Il faut lire les articles de Yu Hua dans le New York Times (traduits également par Allan H. Barr, professeur à Pomona College en Californie). Il commente avec talent des évènements d’actualité de son pays. Il nous parle d’internet, de la censure, des séquelles de la Révolution Culturelle, des fraudes alimentaires, des contrefaçons…Il souligne que le style de ces articles doit être tout à fait différent de celui qu’il utilise dans ses romans et pourtant pour son dernier livre, « The seventh day », on lui a reproché d’utiliser un style non adapté à un roman.
4- « The seventh day »:
Publié en juin 2013 et tout d’abord un grand succès; 700 000 exemplaires réservés avant la sortie du livre. Il s’agit d’un tour de sept jours, du tour de Yang Fei, le héros, mort dans un accident. Ne pouvant payer un cimetière très onéreux, il devient une âme errante qui va rencontrer d’autres âmes qui n’ont pu être enterrées. Ces pérégrinations soulignent les absurdités qui sont le lot de la vie quotidienne des Chinois.
Les critiques ont été virulentes: on lui reproche d’évoquer des évènements récents et largement connus et ce livre est plus un recueil de nouvelles qu’un roman. Les personnages seraient plutôt falots et ne servent qu’à tenir ces nouvelles en un tout plus ou moins cohérent. Le style a même été qualifié de langage de blog…Les lecteurs ont attendu sept ans pour ce roman mais ils avaient dû patienter plus longtemps encore pour « Brothers » et ne l’avaient pas regretté…
Bertrand Mialaret
(1) Yu Hua, « Boy in the twilight », traduit par Allan H. Barr, 200 pages. Pantheon Books, 2014.

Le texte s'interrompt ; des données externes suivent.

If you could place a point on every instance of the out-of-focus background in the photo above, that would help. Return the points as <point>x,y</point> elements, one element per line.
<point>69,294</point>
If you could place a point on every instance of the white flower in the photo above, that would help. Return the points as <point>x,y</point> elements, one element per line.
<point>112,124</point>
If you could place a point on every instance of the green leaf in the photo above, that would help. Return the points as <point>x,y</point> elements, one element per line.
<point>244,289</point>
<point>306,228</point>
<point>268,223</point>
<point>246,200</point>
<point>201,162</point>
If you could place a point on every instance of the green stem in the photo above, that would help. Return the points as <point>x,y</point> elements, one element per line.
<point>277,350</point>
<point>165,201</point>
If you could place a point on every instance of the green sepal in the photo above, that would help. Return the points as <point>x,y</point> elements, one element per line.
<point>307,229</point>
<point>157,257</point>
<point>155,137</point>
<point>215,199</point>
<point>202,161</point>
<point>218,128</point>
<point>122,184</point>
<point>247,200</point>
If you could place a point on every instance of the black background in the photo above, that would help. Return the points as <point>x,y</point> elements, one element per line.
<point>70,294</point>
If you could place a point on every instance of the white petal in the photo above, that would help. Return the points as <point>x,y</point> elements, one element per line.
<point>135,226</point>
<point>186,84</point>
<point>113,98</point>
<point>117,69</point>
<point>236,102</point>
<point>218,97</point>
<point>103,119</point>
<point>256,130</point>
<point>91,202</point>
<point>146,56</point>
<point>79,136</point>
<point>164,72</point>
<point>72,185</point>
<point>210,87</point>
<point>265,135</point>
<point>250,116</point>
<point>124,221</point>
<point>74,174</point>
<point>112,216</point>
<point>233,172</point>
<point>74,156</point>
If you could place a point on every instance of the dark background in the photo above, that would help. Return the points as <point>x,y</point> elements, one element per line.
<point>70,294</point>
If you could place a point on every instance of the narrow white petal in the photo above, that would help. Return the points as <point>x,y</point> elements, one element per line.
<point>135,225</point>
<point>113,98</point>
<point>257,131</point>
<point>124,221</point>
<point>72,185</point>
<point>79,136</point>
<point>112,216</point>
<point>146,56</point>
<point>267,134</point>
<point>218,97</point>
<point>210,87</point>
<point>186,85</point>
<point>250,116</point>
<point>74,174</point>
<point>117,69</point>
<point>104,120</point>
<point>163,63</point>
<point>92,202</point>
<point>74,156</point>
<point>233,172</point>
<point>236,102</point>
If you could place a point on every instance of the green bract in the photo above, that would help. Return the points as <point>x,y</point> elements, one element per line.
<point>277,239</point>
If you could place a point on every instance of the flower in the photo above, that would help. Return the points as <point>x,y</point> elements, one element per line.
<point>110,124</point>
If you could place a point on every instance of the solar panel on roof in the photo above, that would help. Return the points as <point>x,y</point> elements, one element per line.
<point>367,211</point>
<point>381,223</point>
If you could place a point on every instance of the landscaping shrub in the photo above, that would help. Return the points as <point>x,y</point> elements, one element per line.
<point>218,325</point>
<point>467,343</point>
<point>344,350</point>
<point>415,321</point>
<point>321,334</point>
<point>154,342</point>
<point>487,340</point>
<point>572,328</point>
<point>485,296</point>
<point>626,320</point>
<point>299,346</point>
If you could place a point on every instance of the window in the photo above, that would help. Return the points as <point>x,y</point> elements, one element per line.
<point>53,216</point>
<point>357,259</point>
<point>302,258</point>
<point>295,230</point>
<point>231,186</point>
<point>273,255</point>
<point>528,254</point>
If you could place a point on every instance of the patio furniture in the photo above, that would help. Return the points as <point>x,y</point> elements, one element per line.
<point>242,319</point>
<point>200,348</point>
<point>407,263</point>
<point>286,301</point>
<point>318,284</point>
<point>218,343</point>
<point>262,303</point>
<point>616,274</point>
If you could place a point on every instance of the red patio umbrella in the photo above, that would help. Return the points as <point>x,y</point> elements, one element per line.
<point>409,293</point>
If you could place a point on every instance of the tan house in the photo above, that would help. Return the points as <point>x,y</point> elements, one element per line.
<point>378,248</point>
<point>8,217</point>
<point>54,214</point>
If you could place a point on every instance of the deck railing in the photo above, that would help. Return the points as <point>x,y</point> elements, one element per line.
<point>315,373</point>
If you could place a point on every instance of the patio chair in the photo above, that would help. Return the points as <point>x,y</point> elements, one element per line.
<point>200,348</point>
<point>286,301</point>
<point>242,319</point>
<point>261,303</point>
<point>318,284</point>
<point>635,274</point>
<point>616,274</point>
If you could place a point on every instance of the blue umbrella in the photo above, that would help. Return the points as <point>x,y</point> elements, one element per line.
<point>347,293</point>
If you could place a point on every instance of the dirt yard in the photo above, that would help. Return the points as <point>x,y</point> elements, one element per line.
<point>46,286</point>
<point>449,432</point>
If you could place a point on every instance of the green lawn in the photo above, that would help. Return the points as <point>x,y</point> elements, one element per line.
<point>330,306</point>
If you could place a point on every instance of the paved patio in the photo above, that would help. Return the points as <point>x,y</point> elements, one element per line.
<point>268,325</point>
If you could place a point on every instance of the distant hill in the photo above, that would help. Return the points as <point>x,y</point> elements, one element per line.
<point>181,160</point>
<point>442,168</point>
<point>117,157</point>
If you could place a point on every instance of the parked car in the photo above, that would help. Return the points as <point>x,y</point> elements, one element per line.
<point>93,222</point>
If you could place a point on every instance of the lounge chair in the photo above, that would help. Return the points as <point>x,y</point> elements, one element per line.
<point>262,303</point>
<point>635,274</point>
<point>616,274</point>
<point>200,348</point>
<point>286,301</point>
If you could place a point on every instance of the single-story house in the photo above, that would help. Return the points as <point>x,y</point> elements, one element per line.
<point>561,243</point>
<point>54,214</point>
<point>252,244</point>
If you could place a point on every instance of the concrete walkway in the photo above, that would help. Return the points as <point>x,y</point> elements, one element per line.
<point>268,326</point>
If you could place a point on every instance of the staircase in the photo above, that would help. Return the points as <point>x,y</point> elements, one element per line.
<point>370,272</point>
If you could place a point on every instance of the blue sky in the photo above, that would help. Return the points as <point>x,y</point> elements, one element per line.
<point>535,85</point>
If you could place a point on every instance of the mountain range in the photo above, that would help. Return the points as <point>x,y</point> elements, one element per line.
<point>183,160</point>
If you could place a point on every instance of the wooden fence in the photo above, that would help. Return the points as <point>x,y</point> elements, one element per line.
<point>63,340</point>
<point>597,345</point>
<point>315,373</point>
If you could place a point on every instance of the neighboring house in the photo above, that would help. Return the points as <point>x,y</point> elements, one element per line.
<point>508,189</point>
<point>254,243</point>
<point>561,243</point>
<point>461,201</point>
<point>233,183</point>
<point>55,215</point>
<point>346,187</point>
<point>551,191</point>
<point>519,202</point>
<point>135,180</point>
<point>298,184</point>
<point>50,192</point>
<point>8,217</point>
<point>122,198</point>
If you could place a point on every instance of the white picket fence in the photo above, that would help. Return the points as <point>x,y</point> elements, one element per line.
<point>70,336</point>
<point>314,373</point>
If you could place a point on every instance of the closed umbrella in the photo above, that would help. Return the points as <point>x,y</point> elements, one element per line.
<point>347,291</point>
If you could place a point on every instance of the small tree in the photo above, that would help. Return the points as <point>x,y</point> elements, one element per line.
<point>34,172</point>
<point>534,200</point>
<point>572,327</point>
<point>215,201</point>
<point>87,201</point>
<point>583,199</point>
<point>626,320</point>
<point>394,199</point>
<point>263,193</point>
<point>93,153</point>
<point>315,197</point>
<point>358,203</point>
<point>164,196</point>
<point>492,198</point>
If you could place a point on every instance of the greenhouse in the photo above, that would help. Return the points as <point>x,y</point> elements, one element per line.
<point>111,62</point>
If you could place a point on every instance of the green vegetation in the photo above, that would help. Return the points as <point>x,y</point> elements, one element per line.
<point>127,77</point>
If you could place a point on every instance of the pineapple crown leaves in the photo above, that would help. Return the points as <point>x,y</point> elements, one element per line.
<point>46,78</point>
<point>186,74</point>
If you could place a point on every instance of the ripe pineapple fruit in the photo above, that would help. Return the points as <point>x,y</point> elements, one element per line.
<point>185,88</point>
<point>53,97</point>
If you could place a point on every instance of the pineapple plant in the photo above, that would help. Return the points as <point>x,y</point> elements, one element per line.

(2) Yu Hua, “The past and the punishment”, traduit par Andrew F. Jones; University of Hawai’i Press, 1996.
(3) Yu Hua, “Sur la route à dix huit ans”, traduit par Jacqueline Guyvallet, Angel Pino et Isabelle Rabut. Actes Sud, 2009.
(4) Yu Hua, « La Chine en dix mots », traduit par Isabelle Rabut et Angel Pino, 330 pages, Actes Sud, 2010.